It Takes Time (And Grace) to Figure it Out

I’ve been doing a series on how to find rest in the midst of our busyness.  I’m doing this series because, ultimately, I need this advice more than anyone else.  I do my devotionals in the morning, but honestly, I just can’t relate to what I’m reading.  All I can think about is the endless list of tasks I have to complete, the people I have to see, and the events I have to attend.  Whenever I have any amount of free time, it usually involves catching up on what I put to the side, what I promised I would do whenever I had time.  What I really need more than anything else is for someone to give me practical tips on how to be still even though I’m busy.

If I had to give advice to myself, I would say this: I’m being too hard on myself.

I know I mention this a lot, but my life has been busy since I graduated college.  I wrote a post when I graduated college about how I didn’t know what God had planned for me.  About six months later, the roller coaster began.  You can read about the ups and downs of my life in other posts, especially this one.  For the sake of this post, I will let you in on my current situation.  My husband and I have been married for almost seven months. Due to the fact that we both have full-time jobs and long commutes to and from work, we are exhausted by the time we get home.  Not to mention we are both involved in various ministries during the week that allow us just enough time to stop home and eat a quick bite for dinner.  Oh, and yeah, I’m trying to publish a book, which involves proposing to various literary agents.

The residual effects of our busyness are why I feel so guilty for being constantly on-the-go.  We don’t get to see our families on a regular basis, and the desire and obligation to see them hangs over our heads.  Our place of living is not as spotless as it was when I had all the time in the world to clean it.  Seeing crumbs on the floor, piles of laundry on our bed, and dishes in the sink makes me feel like I’m not taking care of the place that God has given me.  Plus, the overarching nagging of my responsibilities causes me to be irritable and impatient.  I constantly hear this ringing in my ear, telling me that I should be doing things more efficiently, that I’m not being a good wife or a good family member or a good employee.

So, I shall take this moment to ask myself: What is the problem here, the busyness, or that little voice in my head telling me I’m not good enough?

My husband and I are still newlyweds.  My apartment is still new to me.  I’m still trying to figure out my schedule.  And in the midst of all of the “newness,” God’s grace is with me.  He is not angry at me for failing to understand everything right away.  It takes time to learn how to be a great wife, an efficient house-cleaner, a brilliant employee, and all of the other roles that God has entrusted to me.  For now, all God expects of me is to lean on Him and be patient with myself.

If you find yourself feeling guilty for not having everything figured out, my word of encouragement to you is to be patient with yourself.  Even if others expect you to be an expert (fill in the blank), you cannot be without practice.  It may involve making mistakes; you may have to discover several ways that don’t work before you discover the one way that works for you.  All that matters is: you’re not alone, and you will get through this.

My challenge this week for you is to affirm yourself.  Instead of focusing on what you are doing wrong, write down what you are doing right.
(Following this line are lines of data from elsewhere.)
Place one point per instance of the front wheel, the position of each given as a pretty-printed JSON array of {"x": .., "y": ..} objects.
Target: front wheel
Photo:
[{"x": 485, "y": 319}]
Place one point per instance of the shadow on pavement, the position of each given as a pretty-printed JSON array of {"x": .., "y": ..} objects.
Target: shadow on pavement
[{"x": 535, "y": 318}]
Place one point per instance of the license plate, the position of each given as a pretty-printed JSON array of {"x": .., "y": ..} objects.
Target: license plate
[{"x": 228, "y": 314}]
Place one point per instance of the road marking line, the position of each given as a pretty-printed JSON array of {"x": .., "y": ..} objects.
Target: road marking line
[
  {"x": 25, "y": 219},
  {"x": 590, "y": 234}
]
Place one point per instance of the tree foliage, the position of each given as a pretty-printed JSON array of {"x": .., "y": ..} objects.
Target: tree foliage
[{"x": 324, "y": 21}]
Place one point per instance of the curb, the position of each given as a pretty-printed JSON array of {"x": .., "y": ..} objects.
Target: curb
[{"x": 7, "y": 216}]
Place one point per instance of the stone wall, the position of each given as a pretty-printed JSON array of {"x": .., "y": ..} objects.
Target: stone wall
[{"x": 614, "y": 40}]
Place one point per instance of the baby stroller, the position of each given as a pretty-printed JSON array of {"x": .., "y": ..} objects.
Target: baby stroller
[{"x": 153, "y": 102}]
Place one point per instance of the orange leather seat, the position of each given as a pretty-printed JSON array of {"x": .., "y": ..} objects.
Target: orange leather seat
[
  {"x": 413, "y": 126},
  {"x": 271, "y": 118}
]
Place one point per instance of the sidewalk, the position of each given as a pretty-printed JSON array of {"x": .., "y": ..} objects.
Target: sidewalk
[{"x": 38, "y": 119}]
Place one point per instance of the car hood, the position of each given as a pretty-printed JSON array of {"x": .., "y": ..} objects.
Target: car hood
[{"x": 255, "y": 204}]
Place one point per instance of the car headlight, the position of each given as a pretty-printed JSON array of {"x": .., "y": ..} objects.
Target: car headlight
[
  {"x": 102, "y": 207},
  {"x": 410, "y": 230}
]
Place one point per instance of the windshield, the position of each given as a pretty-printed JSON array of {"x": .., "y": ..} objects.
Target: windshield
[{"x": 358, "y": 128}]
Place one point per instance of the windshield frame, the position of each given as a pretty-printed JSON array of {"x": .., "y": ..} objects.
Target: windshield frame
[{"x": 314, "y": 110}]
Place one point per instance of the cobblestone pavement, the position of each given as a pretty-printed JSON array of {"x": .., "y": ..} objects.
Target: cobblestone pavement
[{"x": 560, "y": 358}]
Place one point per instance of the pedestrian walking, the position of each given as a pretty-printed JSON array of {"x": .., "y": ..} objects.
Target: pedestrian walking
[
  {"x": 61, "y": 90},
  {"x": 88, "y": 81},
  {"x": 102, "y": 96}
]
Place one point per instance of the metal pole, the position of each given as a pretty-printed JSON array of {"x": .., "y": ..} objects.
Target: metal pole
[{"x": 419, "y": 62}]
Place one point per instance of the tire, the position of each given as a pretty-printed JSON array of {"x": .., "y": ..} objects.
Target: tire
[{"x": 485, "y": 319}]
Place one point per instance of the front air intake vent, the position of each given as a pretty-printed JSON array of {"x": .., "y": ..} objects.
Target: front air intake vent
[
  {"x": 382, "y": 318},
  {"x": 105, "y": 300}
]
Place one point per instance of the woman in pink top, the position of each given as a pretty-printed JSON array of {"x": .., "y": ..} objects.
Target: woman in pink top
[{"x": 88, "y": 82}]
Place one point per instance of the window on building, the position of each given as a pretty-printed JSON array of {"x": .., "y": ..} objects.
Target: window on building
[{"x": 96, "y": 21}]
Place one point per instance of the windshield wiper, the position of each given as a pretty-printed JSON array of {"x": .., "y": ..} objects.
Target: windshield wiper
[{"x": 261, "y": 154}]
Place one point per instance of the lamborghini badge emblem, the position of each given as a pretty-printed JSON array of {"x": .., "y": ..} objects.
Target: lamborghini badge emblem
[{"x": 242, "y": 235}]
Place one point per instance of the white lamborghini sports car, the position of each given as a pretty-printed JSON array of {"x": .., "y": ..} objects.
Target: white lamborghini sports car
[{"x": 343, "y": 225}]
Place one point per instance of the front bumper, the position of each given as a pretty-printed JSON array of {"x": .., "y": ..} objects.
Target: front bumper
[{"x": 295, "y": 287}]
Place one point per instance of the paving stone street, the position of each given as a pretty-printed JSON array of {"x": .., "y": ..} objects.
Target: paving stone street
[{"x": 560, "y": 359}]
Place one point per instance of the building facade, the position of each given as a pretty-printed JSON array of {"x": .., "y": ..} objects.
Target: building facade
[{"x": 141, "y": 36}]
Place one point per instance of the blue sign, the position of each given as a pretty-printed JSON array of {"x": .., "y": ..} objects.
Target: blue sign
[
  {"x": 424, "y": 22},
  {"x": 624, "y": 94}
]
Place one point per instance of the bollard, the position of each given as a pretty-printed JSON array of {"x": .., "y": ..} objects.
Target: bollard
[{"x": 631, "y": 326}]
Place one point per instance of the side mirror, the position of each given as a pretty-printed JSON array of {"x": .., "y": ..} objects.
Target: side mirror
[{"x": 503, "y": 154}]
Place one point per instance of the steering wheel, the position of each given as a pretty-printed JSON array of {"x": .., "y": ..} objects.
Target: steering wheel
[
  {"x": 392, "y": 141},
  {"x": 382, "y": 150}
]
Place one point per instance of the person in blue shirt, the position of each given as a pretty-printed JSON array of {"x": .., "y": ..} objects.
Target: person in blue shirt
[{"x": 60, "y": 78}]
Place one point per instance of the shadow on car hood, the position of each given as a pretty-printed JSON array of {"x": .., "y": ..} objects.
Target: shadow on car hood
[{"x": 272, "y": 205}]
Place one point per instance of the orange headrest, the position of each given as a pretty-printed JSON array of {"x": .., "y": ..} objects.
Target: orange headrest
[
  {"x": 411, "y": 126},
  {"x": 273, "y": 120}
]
Thank God for the ability to do those things well.  I would also challenge you to ask God to help you in the process of figuring it out.  It will take time.  Be patient with yourself and humbly ask God for strength to endure the transitional period.  God, through Jesus Christ, understands our weaknesses and gives us grace and mercy when we need it.  Ask God for that grace when you hear that voice that says you are not good enough.